J’ai regardé John et
il m’a dit, voici l’homme du contrat et voilà le second témoin, et moi-même.
J’ai déclaré mon Islam, à Detroit, il y a deux semaines. J’ai souri en le
félicitant et j’ai appuyé sur sa main, alors que mes yeux se promenaient sur le
lit de Gina et que les larmes coulaient de mes yeux.
Gina s’est enfin
réveillée. En me voyant, elle a lancé un cri, Arkâne, Arkâne… N’étaient la
honte et la pudicité de l’Islam, je me serais jeté sur elle comme les
Américains sans me soucier des convenances. Mais le fait de désobéir à Dieu et
à l’honneur religion vraie m’a retenu.
Mais les sentiments
étaient très forts. Je me suis penché sur le lit, mettant ma tête dans les
couvertures. Je me suis mis à les embrasser dans les limites autorisées par la
Loi de Dieu, ce qui a attiré l’attention des personnes présentes et y a suscité
des sentiments humains.
Pendant que Gina
répétait mon nom, John m’a relevé et il m’a aidé á me remettre de mes émotions.
J’ai alors demandé à
l’autre témoin ce qu’il savait sur les formalités du mariage et il m’a dit
qu’il était celui qui était autorisé à procéder aux contrats dans le quartier
africain de West Palm Beach.
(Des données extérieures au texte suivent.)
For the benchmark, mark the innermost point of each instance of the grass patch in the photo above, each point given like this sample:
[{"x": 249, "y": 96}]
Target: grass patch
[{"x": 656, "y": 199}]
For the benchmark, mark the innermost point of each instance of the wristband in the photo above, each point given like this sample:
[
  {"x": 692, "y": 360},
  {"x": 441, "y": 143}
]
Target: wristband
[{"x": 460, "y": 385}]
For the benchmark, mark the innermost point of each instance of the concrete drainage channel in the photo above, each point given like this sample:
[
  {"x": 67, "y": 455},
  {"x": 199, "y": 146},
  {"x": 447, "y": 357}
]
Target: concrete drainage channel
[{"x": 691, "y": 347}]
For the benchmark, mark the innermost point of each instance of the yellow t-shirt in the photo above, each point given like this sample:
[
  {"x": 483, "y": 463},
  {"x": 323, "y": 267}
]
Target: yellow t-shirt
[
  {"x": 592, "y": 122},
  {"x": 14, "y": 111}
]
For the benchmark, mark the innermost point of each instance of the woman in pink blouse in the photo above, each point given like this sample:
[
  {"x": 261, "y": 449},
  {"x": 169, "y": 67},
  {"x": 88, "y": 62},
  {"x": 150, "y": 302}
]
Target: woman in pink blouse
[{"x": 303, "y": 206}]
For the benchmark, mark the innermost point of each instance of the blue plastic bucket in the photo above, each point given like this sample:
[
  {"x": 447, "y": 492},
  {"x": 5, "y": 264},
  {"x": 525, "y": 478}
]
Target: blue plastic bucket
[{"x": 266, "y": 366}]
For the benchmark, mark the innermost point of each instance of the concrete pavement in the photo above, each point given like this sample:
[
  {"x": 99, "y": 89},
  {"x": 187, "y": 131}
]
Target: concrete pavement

Notre mariage a eu lieu sous les regards étonnés
des personnes présentes, dans une atmosphère où la tristesse et la joie se
mêlaient. J’ai alors trouvé que je pouvais donner libre cours à mes sentiments
et à ma passion. J’ai relevé un peu la couverture et je l’ai embrassée sur la
bouche d’une manière qu’aucun américain n’a jamais connue, ni imaginé.
J’ai levé la tête et
je me suis vu comme quelqu’un qui sort du Paradis pour se retrouver dans le
monde des souffrances. J’ai recommencé à passer ma tête sur sa poitrine et
entre ses épaules, puis j’embrassais de nouveau sa bouche, dans une ivresse où
la raison et le cœur étaient bien à leur place.
Je suis resté ainsi un
bon moment, répétant mes gestes affectueux, en épuisant tout ce que l’âme a
emmagasiné depuis des milliers d’années.
Les jours suivants ont
connu cette même chaleur romantique et cette griserie spirituelle, alors que
nous voltigions dans le royaume de la passion. Gina s’est rétablie et elle a
retrouvé ses forces. Son véritable médecin était mon amour et ses médicaments
ma passion autorisée par Dieu.
Mon oncle a perdu son
fils cadet alors qu’il suivait le traitement des autres membres de sa famille,
avec la possibilité de perdre son épouse et la compagne de sa vie, Umm Ahmad.
Cet événement a convaincu mon oncle qu’il fallait revenir au pays. Cependant,
c’était à Gina que revenait le mérite de l’avoir poussé à prendre cette décision.
En effet, les longues
discussions avec Gina, dans les circonstances où elles ont eu lieu, et son
désir d’aller en Iraq, l’y ont beaucoup préparé. En outre, John était l’un des
plus enthousiastes à l’idée d’y aller.
J’avais, auparavant,
informé Gina au sujet de ma mission et des symptômes de ses secrets et de ses
desseins ; et que il m’arriverait de disparaître parfois et qu’elle devait
l’accepter, en toute modestie. Elle n’a pas objecté, s’étant bien introduite
dans la religion de Dieu.
Une fois, elle m’a
posé cette question : « par Dieu, Arkâne, lequel des deux régimes,
celui de Saddam et le nôtre, ici en Amérique, est le pire ? » J’ai
dit non et sans hésitation : « calmes-toi, ma chérie, et sois sûre
que ta question ne m’embarrasse pas. L’exemple de l’Amérique et de Saddam est
comme l’exemple du diable et du misérable. Il est son partenaire dans ce qu’il
fait et il lui dicte ses obsessions. Quels que soient ses excès, le misérable
reste moins méchant que le diable et moins pervers. Si ma réponse ne te suffit
pas, saches Gina que Saddam allume les incendies chez les gens de l’Iraq alors
que l’Amérique attise les séditions partout dans le monde. Gina demanda, toute
perplexe, pourquoi les Arabes ne se sont pas intéressés à l’affaire
iraquienne ? » J’ai répondu : « ils observent sans cesse et
sans se fatiguer, mais ils ne voient ni ne trouvent rien. Leur situation
ressemble à la sienne et leur mal est le même. Le malheur de l’Iraq est une
caractéristique arabe générale, et la situation des peuples arabes est
semblable à la nôtre.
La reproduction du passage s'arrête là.